Your church has a security committee with specific members authorized to carry firearms on the premises in the event of a serious criminal act? Whether those members are active or retired cops means next to nothing at the courthouse, they are acting on behalf of the church and the church might well be held liable. Even if the church carries liability insurance specifically covering acts of staff or authorized personnel in providing security, when a claim arises the insurance company's first response will be to disavow liability and distance the insurance company from the specific acts of the individual, perhaps claiming that the LEO member was actually performing public duties on behalf of his employing agency and not as a member of the church.

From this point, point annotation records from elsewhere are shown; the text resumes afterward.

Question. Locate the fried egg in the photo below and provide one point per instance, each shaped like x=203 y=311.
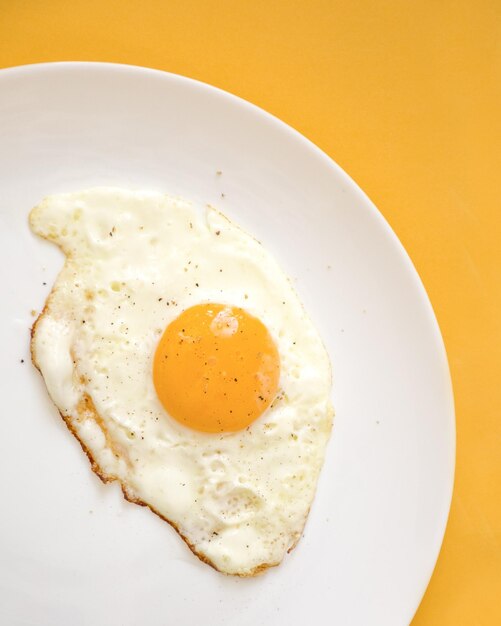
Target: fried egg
x=180 y=356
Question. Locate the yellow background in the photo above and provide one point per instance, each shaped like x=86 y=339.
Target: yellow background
x=406 y=97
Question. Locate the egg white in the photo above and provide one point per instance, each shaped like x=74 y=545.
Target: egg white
x=134 y=261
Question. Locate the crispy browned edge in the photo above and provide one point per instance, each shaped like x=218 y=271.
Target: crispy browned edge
x=105 y=478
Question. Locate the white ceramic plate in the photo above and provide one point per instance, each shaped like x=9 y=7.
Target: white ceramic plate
x=72 y=550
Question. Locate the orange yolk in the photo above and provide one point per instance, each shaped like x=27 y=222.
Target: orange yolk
x=216 y=368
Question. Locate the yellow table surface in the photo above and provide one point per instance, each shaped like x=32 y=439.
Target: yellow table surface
x=406 y=97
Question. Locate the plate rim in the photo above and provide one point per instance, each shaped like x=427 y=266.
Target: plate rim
x=412 y=273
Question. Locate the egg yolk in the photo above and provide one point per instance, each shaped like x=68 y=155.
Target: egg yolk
x=216 y=368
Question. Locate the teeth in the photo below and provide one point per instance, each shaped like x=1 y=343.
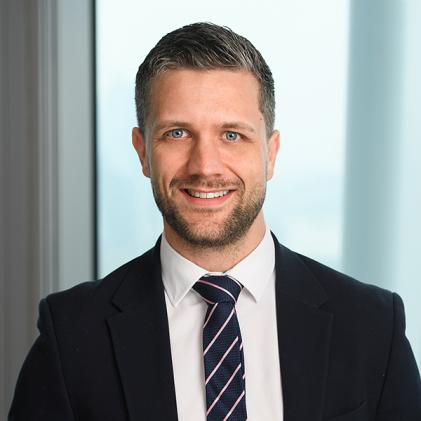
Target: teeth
x=210 y=195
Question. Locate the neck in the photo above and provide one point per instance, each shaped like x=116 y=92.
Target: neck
x=218 y=259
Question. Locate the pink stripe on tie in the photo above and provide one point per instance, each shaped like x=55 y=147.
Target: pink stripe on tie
x=210 y=315
x=223 y=389
x=217 y=286
x=219 y=332
x=241 y=287
x=235 y=405
x=221 y=360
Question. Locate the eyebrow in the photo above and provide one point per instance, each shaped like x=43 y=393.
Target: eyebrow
x=236 y=125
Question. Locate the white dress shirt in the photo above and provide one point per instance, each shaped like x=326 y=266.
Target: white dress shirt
x=256 y=311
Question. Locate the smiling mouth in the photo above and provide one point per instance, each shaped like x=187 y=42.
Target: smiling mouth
x=206 y=195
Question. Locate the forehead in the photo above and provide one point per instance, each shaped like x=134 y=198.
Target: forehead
x=205 y=95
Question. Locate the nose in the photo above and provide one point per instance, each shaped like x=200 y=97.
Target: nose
x=205 y=158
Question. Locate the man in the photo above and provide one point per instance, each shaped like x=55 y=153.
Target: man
x=218 y=321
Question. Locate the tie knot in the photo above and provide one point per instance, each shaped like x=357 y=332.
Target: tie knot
x=218 y=289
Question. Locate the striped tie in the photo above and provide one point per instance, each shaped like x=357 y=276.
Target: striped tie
x=222 y=349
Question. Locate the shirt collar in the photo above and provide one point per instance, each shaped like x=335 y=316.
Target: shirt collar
x=253 y=272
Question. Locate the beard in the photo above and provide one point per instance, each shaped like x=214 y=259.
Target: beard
x=211 y=234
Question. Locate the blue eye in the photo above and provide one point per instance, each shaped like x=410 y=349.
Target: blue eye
x=176 y=133
x=232 y=136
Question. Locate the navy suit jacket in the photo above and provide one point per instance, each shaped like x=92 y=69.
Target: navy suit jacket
x=104 y=353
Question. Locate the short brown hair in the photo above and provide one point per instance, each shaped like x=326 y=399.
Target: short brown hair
x=205 y=45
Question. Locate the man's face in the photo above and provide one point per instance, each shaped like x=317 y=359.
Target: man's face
x=206 y=152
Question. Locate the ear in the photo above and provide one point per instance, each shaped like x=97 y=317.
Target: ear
x=273 y=148
x=138 y=141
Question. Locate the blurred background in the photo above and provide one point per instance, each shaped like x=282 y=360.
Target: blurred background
x=74 y=205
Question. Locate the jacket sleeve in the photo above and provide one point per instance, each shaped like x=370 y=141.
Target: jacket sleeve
x=40 y=392
x=401 y=394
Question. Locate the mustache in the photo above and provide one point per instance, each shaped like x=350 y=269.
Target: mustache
x=201 y=182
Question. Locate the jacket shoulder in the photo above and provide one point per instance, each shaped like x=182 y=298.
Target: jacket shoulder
x=96 y=293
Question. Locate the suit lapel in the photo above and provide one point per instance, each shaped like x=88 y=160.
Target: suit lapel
x=141 y=342
x=304 y=337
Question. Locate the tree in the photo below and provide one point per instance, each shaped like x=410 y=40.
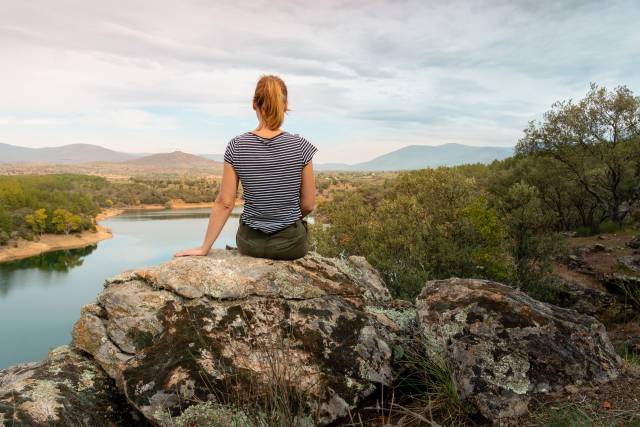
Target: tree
x=426 y=224
x=65 y=222
x=37 y=220
x=596 y=142
x=533 y=248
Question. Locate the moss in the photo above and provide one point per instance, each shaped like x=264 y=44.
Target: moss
x=141 y=339
x=509 y=372
x=207 y=414
x=403 y=318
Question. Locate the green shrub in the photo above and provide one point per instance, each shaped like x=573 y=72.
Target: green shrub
x=423 y=225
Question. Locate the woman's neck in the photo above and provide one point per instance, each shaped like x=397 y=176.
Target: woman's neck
x=265 y=132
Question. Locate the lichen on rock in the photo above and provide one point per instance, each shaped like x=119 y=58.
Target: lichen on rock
x=228 y=326
x=66 y=388
x=504 y=346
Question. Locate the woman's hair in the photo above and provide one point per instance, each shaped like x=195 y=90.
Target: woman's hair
x=271 y=100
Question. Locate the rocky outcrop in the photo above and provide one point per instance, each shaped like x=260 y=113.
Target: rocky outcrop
x=65 y=389
x=226 y=328
x=228 y=337
x=503 y=346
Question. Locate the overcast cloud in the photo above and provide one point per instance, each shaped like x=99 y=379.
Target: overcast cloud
x=365 y=77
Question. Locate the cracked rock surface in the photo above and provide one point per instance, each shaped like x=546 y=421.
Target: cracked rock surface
x=503 y=346
x=225 y=327
x=65 y=389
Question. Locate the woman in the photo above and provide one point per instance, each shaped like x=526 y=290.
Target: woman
x=278 y=185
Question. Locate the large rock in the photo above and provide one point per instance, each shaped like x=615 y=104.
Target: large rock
x=65 y=389
x=504 y=346
x=228 y=328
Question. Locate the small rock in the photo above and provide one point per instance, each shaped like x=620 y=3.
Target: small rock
x=598 y=247
x=65 y=389
x=571 y=389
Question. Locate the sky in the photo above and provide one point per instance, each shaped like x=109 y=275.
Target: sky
x=364 y=77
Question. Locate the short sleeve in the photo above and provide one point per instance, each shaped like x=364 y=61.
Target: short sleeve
x=308 y=150
x=230 y=151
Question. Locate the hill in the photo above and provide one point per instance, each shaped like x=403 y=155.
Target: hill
x=176 y=159
x=65 y=154
x=424 y=156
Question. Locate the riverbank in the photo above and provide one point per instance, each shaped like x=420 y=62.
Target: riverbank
x=52 y=242
x=55 y=242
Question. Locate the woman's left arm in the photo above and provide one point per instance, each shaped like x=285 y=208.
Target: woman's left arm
x=220 y=212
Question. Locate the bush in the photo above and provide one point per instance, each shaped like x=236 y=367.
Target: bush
x=423 y=225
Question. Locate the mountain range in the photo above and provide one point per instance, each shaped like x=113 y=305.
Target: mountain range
x=410 y=157
x=424 y=156
x=65 y=154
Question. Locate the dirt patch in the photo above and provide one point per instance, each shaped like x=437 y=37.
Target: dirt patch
x=52 y=242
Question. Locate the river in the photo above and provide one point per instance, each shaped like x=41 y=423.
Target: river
x=41 y=296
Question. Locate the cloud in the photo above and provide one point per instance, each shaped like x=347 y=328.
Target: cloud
x=364 y=77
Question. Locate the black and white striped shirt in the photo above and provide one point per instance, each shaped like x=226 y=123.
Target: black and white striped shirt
x=270 y=170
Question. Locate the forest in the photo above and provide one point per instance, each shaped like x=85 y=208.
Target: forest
x=575 y=172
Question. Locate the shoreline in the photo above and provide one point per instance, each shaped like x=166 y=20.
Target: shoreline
x=57 y=242
x=52 y=242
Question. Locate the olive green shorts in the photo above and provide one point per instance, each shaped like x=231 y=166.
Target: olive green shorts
x=288 y=243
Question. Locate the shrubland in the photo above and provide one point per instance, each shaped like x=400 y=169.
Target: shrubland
x=576 y=171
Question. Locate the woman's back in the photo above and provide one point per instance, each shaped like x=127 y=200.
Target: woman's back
x=270 y=172
x=276 y=173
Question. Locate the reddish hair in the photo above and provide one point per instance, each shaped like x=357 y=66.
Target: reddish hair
x=271 y=100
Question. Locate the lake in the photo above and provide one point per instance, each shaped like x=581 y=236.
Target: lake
x=41 y=296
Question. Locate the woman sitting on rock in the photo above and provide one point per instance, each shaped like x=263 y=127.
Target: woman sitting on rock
x=278 y=185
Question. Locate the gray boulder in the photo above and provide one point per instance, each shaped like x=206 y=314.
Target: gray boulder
x=228 y=328
x=65 y=389
x=503 y=346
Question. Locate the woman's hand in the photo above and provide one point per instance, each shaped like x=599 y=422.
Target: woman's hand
x=192 y=252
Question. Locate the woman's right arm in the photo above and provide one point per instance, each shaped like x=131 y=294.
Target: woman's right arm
x=308 y=190
x=220 y=212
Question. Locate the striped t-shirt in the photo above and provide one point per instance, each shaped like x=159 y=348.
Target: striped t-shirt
x=270 y=170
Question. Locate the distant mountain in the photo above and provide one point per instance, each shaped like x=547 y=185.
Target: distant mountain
x=424 y=156
x=177 y=159
x=65 y=154
x=216 y=157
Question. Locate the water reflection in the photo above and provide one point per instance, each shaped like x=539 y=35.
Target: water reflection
x=41 y=297
x=57 y=261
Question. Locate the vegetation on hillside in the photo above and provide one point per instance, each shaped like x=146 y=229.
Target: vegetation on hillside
x=578 y=170
x=34 y=204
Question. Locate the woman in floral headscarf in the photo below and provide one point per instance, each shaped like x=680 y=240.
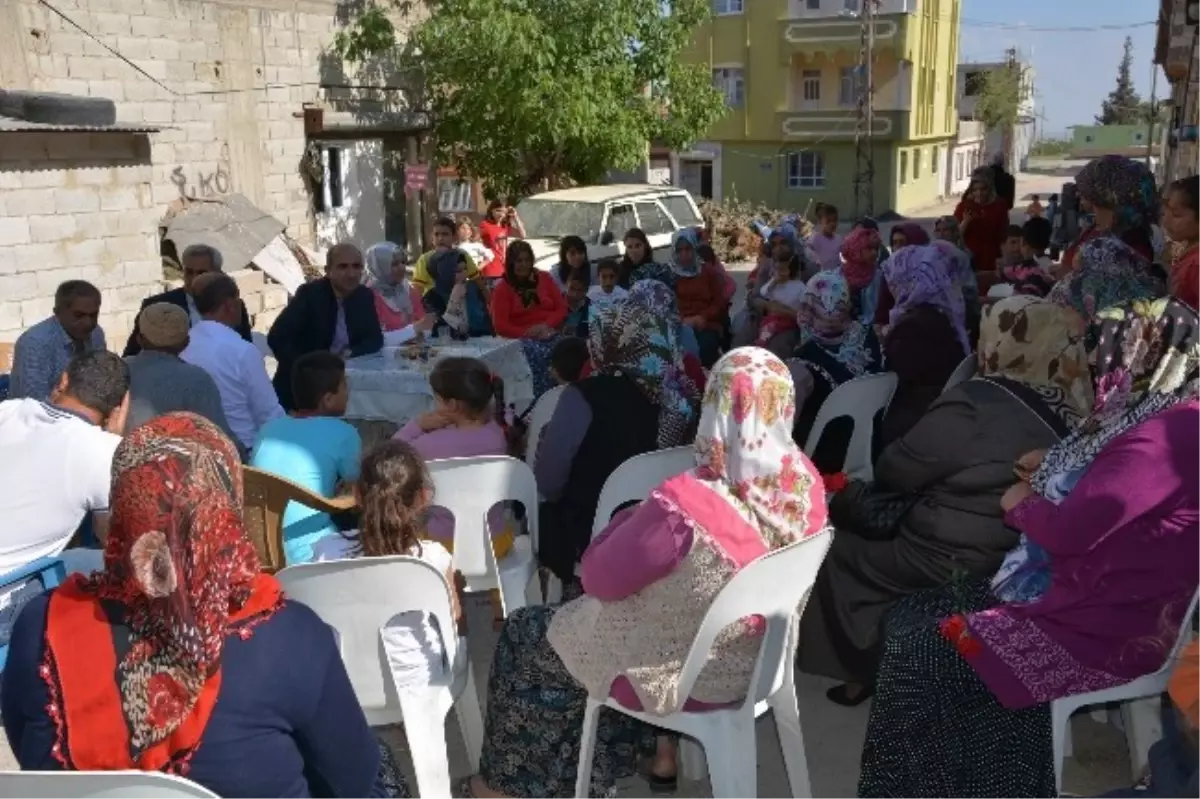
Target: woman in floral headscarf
x=835 y=346
x=637 y=400
x=397 y=301
x=862 y=253
x=700 y=292
x=927 y=335
x=1108 y=272
x=1122 y=199
x=983 y=216
x=970 y=679
x=181 y=641
x=953 y=467
x=648 y=581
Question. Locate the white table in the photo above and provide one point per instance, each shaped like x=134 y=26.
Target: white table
x=389 y=386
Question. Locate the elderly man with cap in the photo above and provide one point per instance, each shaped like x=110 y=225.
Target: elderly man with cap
x=335 y=313
x=160 y=380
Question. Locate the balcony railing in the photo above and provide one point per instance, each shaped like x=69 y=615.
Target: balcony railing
x=840 y=125
x=832 y=34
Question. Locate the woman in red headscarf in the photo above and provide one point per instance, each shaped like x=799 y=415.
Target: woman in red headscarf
x=181 y=641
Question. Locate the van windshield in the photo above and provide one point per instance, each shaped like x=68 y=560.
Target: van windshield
x=557 y=218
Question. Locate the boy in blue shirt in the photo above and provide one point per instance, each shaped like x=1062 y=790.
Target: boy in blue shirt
x=313 y=448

I'm not at all sure that these things can be fully insured to any degree. Individual policies will probably invite insurers to disavow actions taken as part of an organized church security team. Church policies will probably invite insurers to disavow members actions as beyond the scope of responsibilities or duties.
We live in modern North America. Whenever anything ugly happens there will be litigation seeking the deepest pockets available, and those with the pockets will be trying to pass the buck.
Try walking into your friendly neighborhood insurance agent's office and explaining that you plan on serving on a 2300 member church's security team while armed with a deadly weapon, and when the worst possible thing happens you want someone to open up the checkbook to make all claims go away. The premium you pay will probably be nothing because no company is going to issue the policy.
I agree with Cypher, Brotherhood Mutual specializes in this and has tons of resources to help you get a team started and for a current team. That is what is used at the church I attend. It definitely doesn't hurt to have personal coverage as well. I have US Lawshield and thankfully have never had to use it, but I know someone who did and they were a tremendous help to him. Good luck!
Beretta 92 FS Compact Inox
CZ 2075 RAMI
1. Carry by officially sanctioned members of the church administration, including pastor, elders, and deacons. This is where the church administration says, "We would like to allow or sanction members of the church leadership to carry." The inherent minimum standard is that it's done with both their "knowledge and approval.
2. Carry by a member of the church as a member of the church, with or without the knowledge of official church leadership. They may have knowledge of it, but approval is tacit or less by virtue of never having taken an official position on it. It's precisely the same as a store who has not posted his location, so some people may be carrying or they may not.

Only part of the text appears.